How To Use CPT Code 43800

CPT 43800 describes the repair of the pylorus to increase the size of the pyloric opening by stretching. This article will cover the description, procedure, qualifying circumstances, appropriate usage, documentation requirements, billing guidelines, historical information and billing examples.

1. What is CPT Code 43800?

CPT 43800 is used to explain the procedure of repairing the pylorus to widen the pyloric opening by stretching. This code is specifically for an open pyloroplasty, and it should not be used for laparoscopic pyloroplasty procedures. For laparoscopic pyloroplasty, the appropriate code to use is 43659, which is an unlisted laparoscopy procedure for the stomach.

2. Official Description

The official description of CPT code 43800 is the repair of the pylorus to increase the caliber of the pyloric opening by stretching. It is important to note that for pyloroplasty and vagotomy procedures, CPT code 43640 should be used instead.

3. Procedure

  1. The physician makes an incision through all the layers of the pyloric canal, starting from 3.5 cm proximal to the pylorus and extending up to 2.5 cm distal on the anterior wall of the duodenum.
  2. All contents of the duodenum and stomach are aspirated, and the inner wall is inspected to locate any defects or ulcers.
  3. If a defect or ulcer is close to the incision, it may be excised along with the incision.
  4. The upper and lower edges of the incision are pulled apart with forceps to bring the proximal and distal ends of the incision closer together, widening the pyloric canal.
  5. The defect is closed using sutures.

4. Qualifying circumstances

CPT 43800 is performed when there is a need to repair the pylorus and increase the size of the pyloric opening. This procedure is typically done for patients with specific conditions or complications related to the pylorus. It is important to note that CPT code 43800 should not be used for laparoscopic pyloroplasty procedures.

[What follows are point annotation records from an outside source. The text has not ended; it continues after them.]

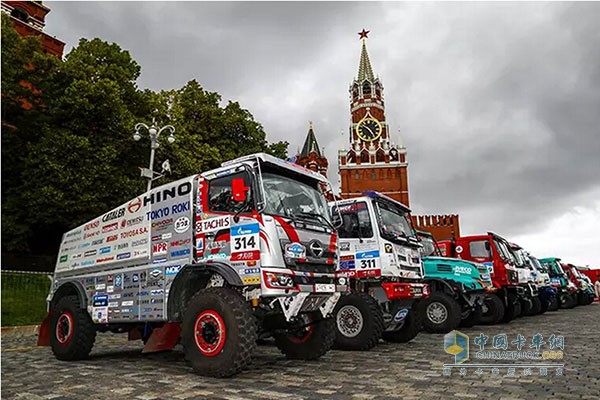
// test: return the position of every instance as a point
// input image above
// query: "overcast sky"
(498, 104)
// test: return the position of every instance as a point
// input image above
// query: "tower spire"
(365, 71)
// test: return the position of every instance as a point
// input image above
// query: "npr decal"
(213, 224)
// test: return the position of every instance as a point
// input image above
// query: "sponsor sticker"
(182, 224)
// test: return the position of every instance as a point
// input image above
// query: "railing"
(24, 297)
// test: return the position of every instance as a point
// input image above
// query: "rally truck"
(567, 291)
(458, 289)
(548, 293)
(585, 292)
(215, 261)
(379, 252)
(494, 252)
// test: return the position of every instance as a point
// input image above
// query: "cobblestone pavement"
(117, 369)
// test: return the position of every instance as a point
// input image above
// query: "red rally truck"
(493, 251)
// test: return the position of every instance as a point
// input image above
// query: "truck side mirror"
(239, 190)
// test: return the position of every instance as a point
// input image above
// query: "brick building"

5. When to use CPT code 43800

CPT code 43800 should be used when performing an open pyloroplasty procedure to repair the pylorus and widen the pyloric opening. It is important to note that this code should not be used for laparoscopic pyloroplasty procedures, as there is no specific code available for that technique. In such cases, the unlisted procedure code 43659 should be used.

6. Documentation requirements

To support a claim for CPT code 43800, the following documentation should be included:

  • Patient’s diagnosis and the need for pyloric repair
  • Details of the procedure performed, including the incision location and size
  • Confirmation of the defect or ulcer location and any excision performed
  • Method used to widen the pyloric canal
  • Details of the closure technique
  • Any additional relevant information or complications encountered during the procedure

7. Billing guidelines

When billing for CPT code 43800, ensure that the procedure performed is an open pyloroplasty and not a laparoscopic pyloroplasty. If a laparoscopic pyloroplasty is performed, the appropriate code to use is 43659, which is an unlisted laparoscopy procedure for the stomach. It is important to provide thorough documentation and compare the procedure to the work involved in CPT code 43800 when reporting the unlisted procedure code to the payer.

8. Historical information

CPT code 43800 was added to the Current Procedural Terminology system on January 1, 1990. The code has not undergone any updates since its addition. However, it is worth noting that in 2017, it was added to the Inpatient Only (IPO) list for Medicare.

9. Examples

  1. A surgeon performs an open pyloroplasty to repair the pylorus and widen the pyloric opening for a patient with pyloric stenosis.
  2. A patient with a peptic ulcer undergoes an open pyloroplasty procedure to repair the pylorus and improve gastric emptying.
  3. A physician performs an open pyloroplasty to treat a patient with gastroparesis and alleviate symptoms of delayed gastric emptying.
  4. An individual with pyloric obstruction undergoes an open pyloroplasty to relieve the blockage and improve digestion.
  5. A patient with pyloric scarring from previous surgery undergoes an open pyloroplasty to correct the narrowing and improve gastric emptying.
  6. A surgeon performs an open pyloroplasty to repair the pylorus and alleviate symptoms of gastric outlet obstruction in a patient with stomach cancer.
  7. An individual with pyloric stenosis due to chronic inflammation undergoes an open pyloroplasty to widen the pyloric opening and improve gastric emptying.
  8. A patient with pyloric ulcers undergoes an open pyloroplasty to repair the pylorus and promote healing.
  9. A surgeon performs an open pyloroplasty to treat a patient with pyloric dysfunction and improve gastric emptying.
  10. An individual with pyloric stricture undergoes an open pyloroplasty to widen the pyloric opening and improve digestion.